Texto publicado no jornal "Folha de S.Paulo", de 7/julho/2012, seção "Opinião"
Quando o dia chegou
por Ruy Castro
RIO DE JANEIRO — Para quem gosta de cinema é um dos melhores sebos do Rio. Aliás, leva o nome de um filme de Chaplin. E, como todo sebo do gênero, tem também discos. Visitei-o outro dia e, ao espiar casualmente os CDs, a surpresa. Um estoque de primeiríssima — a maioria, importados, e muitos, lacrados, virgens, em edições de luxo e superluxo.
Lá estava o fino do jazz de todos os tempos. Duke Ellington, Count Basie, Benny Goodman. Os gigantes do sax-tenor, Lester Young, Sonny Rollins, John Coltrane. CDs duplos, triplos e quádruplos de Charles Mingus, Miles Davis, Modern Jazz Quartet. A caixa do trompetista Clifford Brown, na Mercury, com dez CDs. Em outra bancada, os clássicos. Estojos e estojos de Mozart, Beethoven, Wagner. Ou de Ravel, Mahler, Stravinsky. Os pianistas definitivos, as orquestras fundamentais, os solistas desse ou daquele instrumento.

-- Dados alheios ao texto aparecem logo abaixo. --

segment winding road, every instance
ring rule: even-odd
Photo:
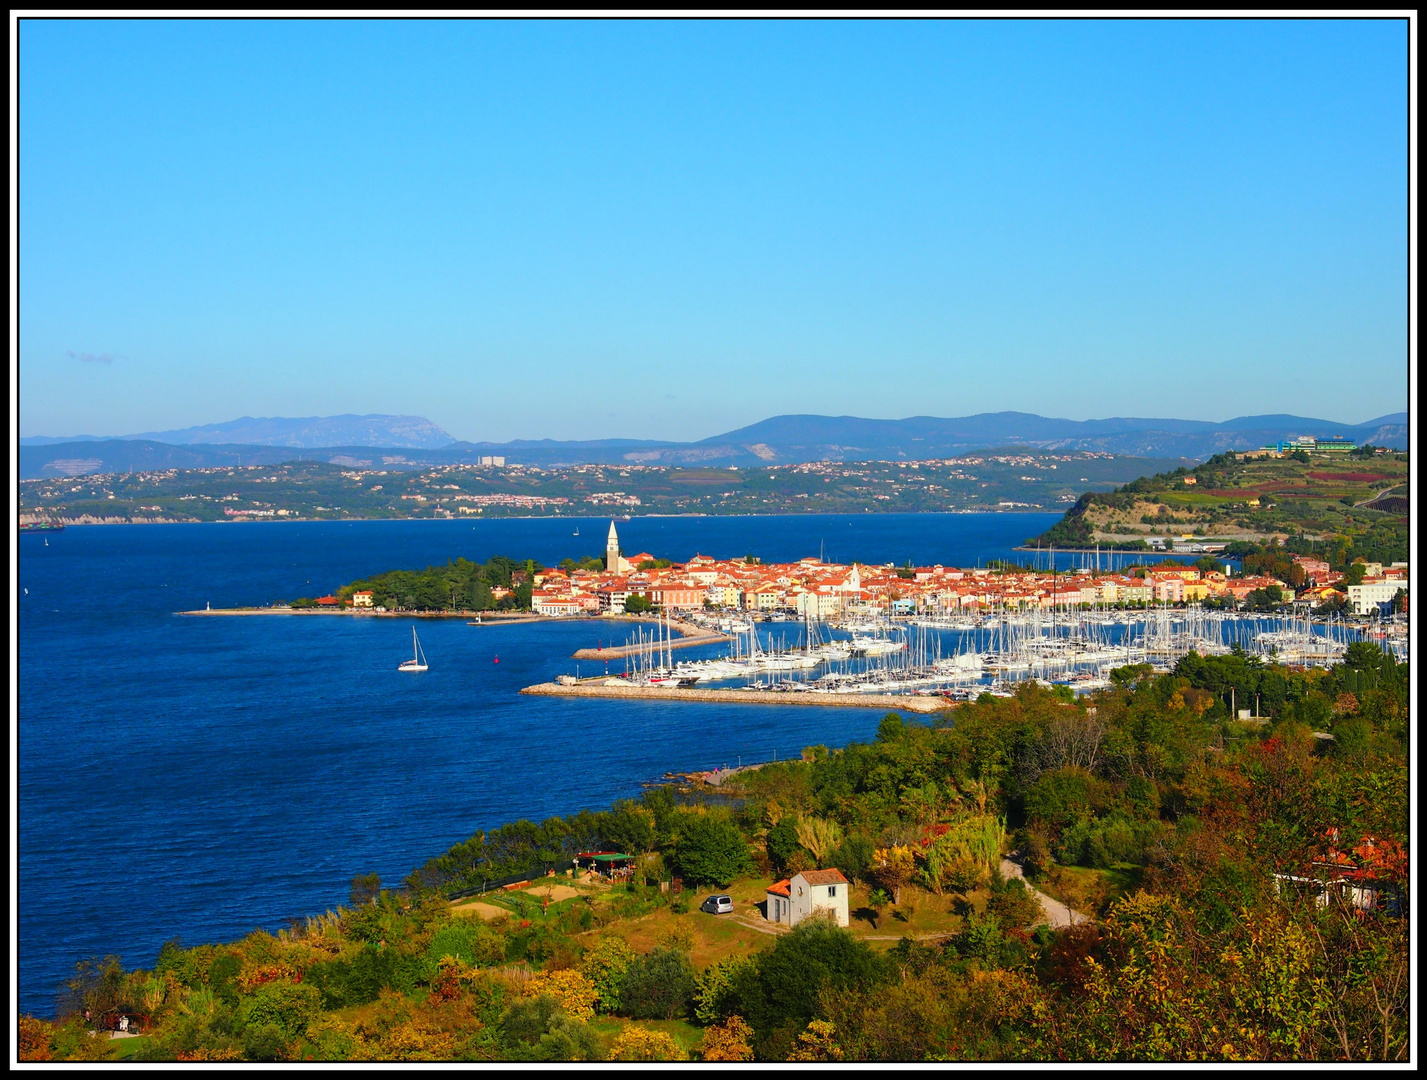
[[[1084,922],[1094,922],[1089,915],[1076,911],[1072,907],[1062,904],[1054,897],[1047,896],[1029,881],[1026,881],[1025,872],[1021,868],[1021,863],[1015,858],[1016,853],[1011,852],[1010,856],[1001,860],[1001,876],[1007,881],[1012,878],[1020,878],[1026,885],[1026,891],[1040,901],[1041,910],[1045,912],[1046,922],[1050,924],[1052,930],[1064,930],[1067,926],[1078,926]]]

Fui ao balcão. Perguntei se aquele acervo era de uma loja de CDs que tivera a infelicidade de falir. O lojista respondeu que não, que tudo viera de um colecionador. Não me disse o nome do homem nem lhe perguntei, mas me deu a ficha.
Tratava-se de um cinquentão, profissional bem-sucedido e comprador compulsivo. Ao entrar numa loja no Rio, em Nova York ou Paris, saía com dezenas, centenas de discos. Muitos mais do que a sua capacidade de escutá-los. Mas tudo bem: estava se estocando para quando se aposentasse. Aí, sim, mandaria vir os chinelos, relaxaria e ouviria a grande música.
Há um ano, a aposentadoria chegou. Nas primeiras semanas, ele cumpriu seu projeto e começou a tocar os discos. Mas, aos poucos, desconfiou de que bom mesmo era sair à rua, andar à toa, namorar, tomar um chope, desfrutar a praia, os amigos, o Rio. Finalmente, convenceu-se: aposentadoria era isso. Para evitar recaídas, chamou o sebo e vendeu tudo de uma vez — 5.000 CDs.